In no circumstance are the actions of Sayfullo Saipov justified. He had a motive and that became clear when the note was recovered from the scene. He claimed his allegiance to the Islamic State and is facing the death penalty. However, there are clear disparities between the official responses to each attack. For one, Trump refers to the Uzbek immigrant as “this animal”. What he doesn’t shed light on is that Saipov’s legal status checks out. Secondly, the political outbreak of calls for gun laws following the Las Vegas shooting was gradually muted and considered insensitive following the Vegas tragedy. If we’re going to assert that politics should be placed on hold after a violent attack because we, as a nation, need time to grieve, comfort, and mourn, then such an assertion should be applied to any violent attack, not just the ones perpetrated by white males with firearms. 

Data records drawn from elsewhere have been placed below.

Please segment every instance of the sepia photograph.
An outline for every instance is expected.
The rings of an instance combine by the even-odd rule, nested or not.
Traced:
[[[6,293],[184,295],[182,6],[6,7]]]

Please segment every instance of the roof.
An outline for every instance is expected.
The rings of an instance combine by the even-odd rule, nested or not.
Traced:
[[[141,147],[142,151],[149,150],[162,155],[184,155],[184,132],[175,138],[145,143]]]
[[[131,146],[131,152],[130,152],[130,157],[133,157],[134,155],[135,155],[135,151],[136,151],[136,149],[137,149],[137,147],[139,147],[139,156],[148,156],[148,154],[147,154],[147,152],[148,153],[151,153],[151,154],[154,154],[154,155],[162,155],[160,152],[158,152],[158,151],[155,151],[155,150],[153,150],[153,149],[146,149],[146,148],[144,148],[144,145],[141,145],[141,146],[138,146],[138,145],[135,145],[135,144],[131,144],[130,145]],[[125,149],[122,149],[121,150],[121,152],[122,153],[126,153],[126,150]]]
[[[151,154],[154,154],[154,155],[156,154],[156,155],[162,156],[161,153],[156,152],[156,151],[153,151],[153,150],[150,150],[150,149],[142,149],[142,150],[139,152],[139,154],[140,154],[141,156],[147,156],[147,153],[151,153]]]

Trump eventually tweeted that “The terrorist came into our country through what is called the ‘Diversity Visa Lottery Program.’” For clarification, the ‘Diversity Visa Lottery Program’ is a visa program that “issues up to 50,000 visas a year to people from dozens of countries” (Saccheti). A program that creates opportunity and accounts for a strong portion of our country’s melting pot, is more actively [than before] being called into question after the work of 1 individual. Trump may have been saying since the beginning of his presidency that “he would be much smarter and much tougher in the fight against terrorism than President Barack Obama”, but what he fails to recognize about the “fight against terrorism” is that such programs also account for people like “Plamena Petrova, a 31-year-old software engineer in Houston who works for Fitbit.” Petrova’s “parents had a software business in Bulgaria before her mother won the visa lottery in 1999, when she was 12. Petrova went on to graduate from an Ivy League college and later worked for the Navy and a defense contractor. Her father is a software engineer at Boeing, working on the International Space Station at NASA.”


Unfortunately, terror is always going to be in the back our minds, and attacks, whether they’re committed by a man from Uzbekistan or a man from Las Vegas, are an unfortunate reality of our times. Sure, desperate times call for desperate measures, but if you think that people like Saipa are animals that can and must be stopped while people like Paddock are just guys with crossed wires and there’s nothing we can do about them- then you might just have your own ‘terrible’ problem in your own heart.